Dr George said pharmacists, being medicines experts with a clear understanding of the physiological mechanisms of addiction, would be able to offer the kind of support necessary for patients who wanted to quit smoking. 

“The health benefits of quitting smoking, for people of any age, are clear and we’ve found considerable interest among in-patients with a smoking history in starting a smoking cessation program.”

“Research indicates that a hospital visit is an ideal time to commence a quitting program and we want to capitalise on this. Victorian hospitals are now smoke-free, but the support given to patients is often limited to the provision of nicotine replacement products, such as patches or gum. We are going to offer targeted individual programs to patients – taking into account their addiction, motivation, barriers, concerns and quitting history,” Dr George said. 

“For example, if a patient was worried about gaining weight after quitting, we would organise for them to see a dietitian or a physiotherapist. If they had a history of failing to quit using patches, we would look into alternative drugs.”

The program will not end once the patient leaves hospital with the pharmacist contacting them several times after discharge. Details of the patient’s program will be passed on to their GP and community pharmacist, who will also provide on-going support.

“We’re going to assess the success of the program on discharge, and at one, six and 12 months after the patient leaves hospital.  We will verify the patients’ self reports of abstinence with biochemical tests,” Dr George said.

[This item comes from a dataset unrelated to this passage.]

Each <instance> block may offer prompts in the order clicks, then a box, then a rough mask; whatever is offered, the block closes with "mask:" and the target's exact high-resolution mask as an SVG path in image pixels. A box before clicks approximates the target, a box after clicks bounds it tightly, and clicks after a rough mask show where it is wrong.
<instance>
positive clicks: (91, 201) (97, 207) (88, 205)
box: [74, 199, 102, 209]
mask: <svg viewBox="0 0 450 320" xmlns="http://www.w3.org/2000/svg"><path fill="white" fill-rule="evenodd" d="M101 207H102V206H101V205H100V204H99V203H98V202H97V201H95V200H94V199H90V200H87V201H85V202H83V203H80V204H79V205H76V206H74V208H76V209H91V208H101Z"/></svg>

“If successful, this program could help solve a major problem for health professionals and policy-makers. We’re hoping it will become a routine service offered by hospitals.” 

GIVE UP FOR GOOD will be trialled at Alfred Health, Austin Health and Barwon Health in 2012 with participants recruited from patients. The project is supported by the Australian Research Council and a Pfizer industry grant.

Dr George expects to report on results in late 2013.